If story time with your toddler seems to be mostly skip-around reading–a page here and a page there–does that mean your child is too young for books? Not at all. It’s part of her exploration of how books work.

When adults pick up a picture book, we assume we should start on page one and read every page until the very last.  We naturally think in sequence and want to read the pages in order, but active reading centers around the child and her level of attention. A young toddler doesn’t think of the beginning, middle, end of books. After all, when she sits down to play with blocks, it doesn’t matter which block she picks up first. The big red one? Or how about a small yellow one? Either one works. She’s not yet learned that pages of books are different than blocks.

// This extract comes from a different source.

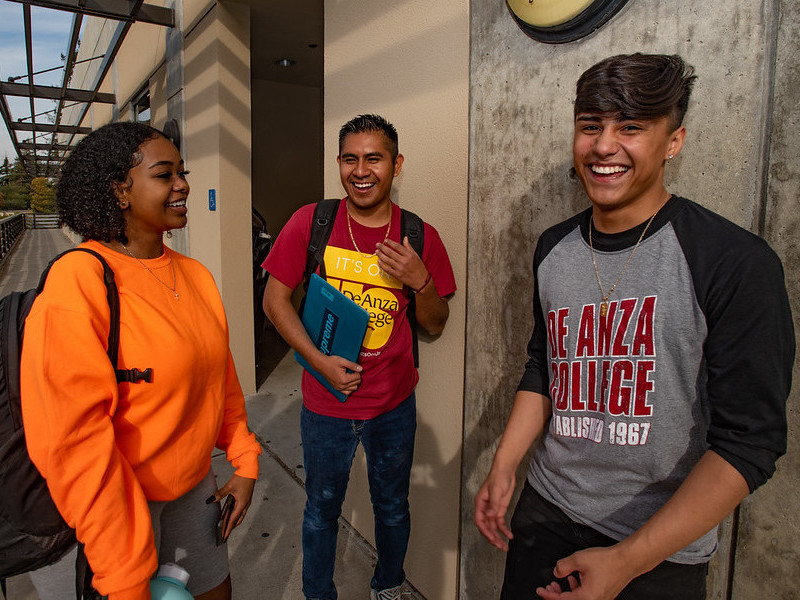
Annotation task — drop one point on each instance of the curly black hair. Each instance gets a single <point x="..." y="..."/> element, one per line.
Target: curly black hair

Eventually, she’ll realize the pages in order tell a story, and that understanding comes gradually over time. For now she’s approaching the pages of a book in a similar way to other objects in her world.

To a very young child, reading can be a start anywhere/stop anywhere activity.

Is that okay? Certainly.

Here are a few ways a toddler demonstrates learning during skip-around reading:

If a toddler opens the book to a random start page…

…she shows she knows about books and pages by opening the book. Opening the book is her signal to you–time to start! Excellent!

If a toddler looks for the same page each time that book is read…

…she’s demonstrating her memory to recall enjoyment of a specific page. Impressive!

If a toddler looks at the picture and listens to you read and talk about the pictures for a page or two…

…she has participated in a language-building experience. Valuable!

If a toddler chooses a certain page and you respond by reading that page…

… she knows you understood her request. That’s a brain-building conversation!

Reading a book with a young toddler isn’t about getting from the first to the last page of the story. Practicing some new vocabulary, taking part in a back-and-forth conversation, and sharing positive experiences with books are more important than reading every page in order.

Your little one’s attention will grow. Continue to repeat stories where she finds an interesting picture. Attention for  a page or two will eventually extend to the next page and the next.   Finally, she will want you to start at the beginning and read to the very end of a favorite book–again and again. Instead of skip-around reading, she will firmly object if you should try to skip a page!